Johnny yang mendengarnya tersenyum kecil, sepertinya masih tidak biasa dengan pernyataan cinta dari Namjoon yang tidak biasa. "Jangan begini, hyung. Bisa bisa kau tidak kuizinkan pulang nanti."

"Tidak boleh, dong. Kau harus pulangkan aku besok."

"Tidak mau."

"Johnny..."

"Tidak mau..."

"Jangan manja... Aku tahu kau begini hanya untuk membuatku kesal, kan?" ucap Namjoon, sebal.

"Tapi aku memang tidak mau berpisah darimu... Nanti aku bertemu tante girang yang jahat bagaimana? Aku hanya mau bersamamu-"

Cup

Johnny membeku saat merasakan ada sesuatu yang lembab dilehernya. Namjoon mencium permukaan kulit tengkuknya dan kemudian menghisapnya dengan lembut. Berniat meninggalkan bekas keunguan disana. Lalu kemudian turun, berlanjut pada tulang selangka milik Johnny, menciumnya sampai bekas keunguan tercipta disana.

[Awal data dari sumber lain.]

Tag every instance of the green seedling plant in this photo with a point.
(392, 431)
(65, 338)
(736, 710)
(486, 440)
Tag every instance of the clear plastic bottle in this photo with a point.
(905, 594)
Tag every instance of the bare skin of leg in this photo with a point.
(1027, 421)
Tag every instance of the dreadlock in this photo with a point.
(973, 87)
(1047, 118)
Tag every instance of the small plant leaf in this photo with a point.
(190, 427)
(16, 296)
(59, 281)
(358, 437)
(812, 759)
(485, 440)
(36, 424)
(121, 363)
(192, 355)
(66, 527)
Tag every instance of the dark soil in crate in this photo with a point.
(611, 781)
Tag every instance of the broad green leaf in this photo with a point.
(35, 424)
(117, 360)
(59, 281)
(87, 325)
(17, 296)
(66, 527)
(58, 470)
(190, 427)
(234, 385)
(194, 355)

Setelah selesai, dirinya mengusap tanda itu dan tersenyum. "Perbarui tanda ini 3 hari sekali padaku. Jadi tidak ada yang berani menyentuhmu, Johnny."

Belum sempat Namjoon berucap lagi, Johnny langsung mendorong Namjoon kekasur dan menciumi lehernya dengan liar. Namjoon yang kaget hanya bisa mendesis saat Johnny melakukannya dengan kuat. Tangannya ditahan oleh tangan milik Johnny, seolah tidak membiarkannya bergerak untuk sekadar bereaksi pada ciuman ciuman ganas Johnny.

Ah, sepertinya tadi Johnny sudah peringatkan Namjoon untuk berhenti, kan? Karena Johnny susah berhenti jika sudah memulai.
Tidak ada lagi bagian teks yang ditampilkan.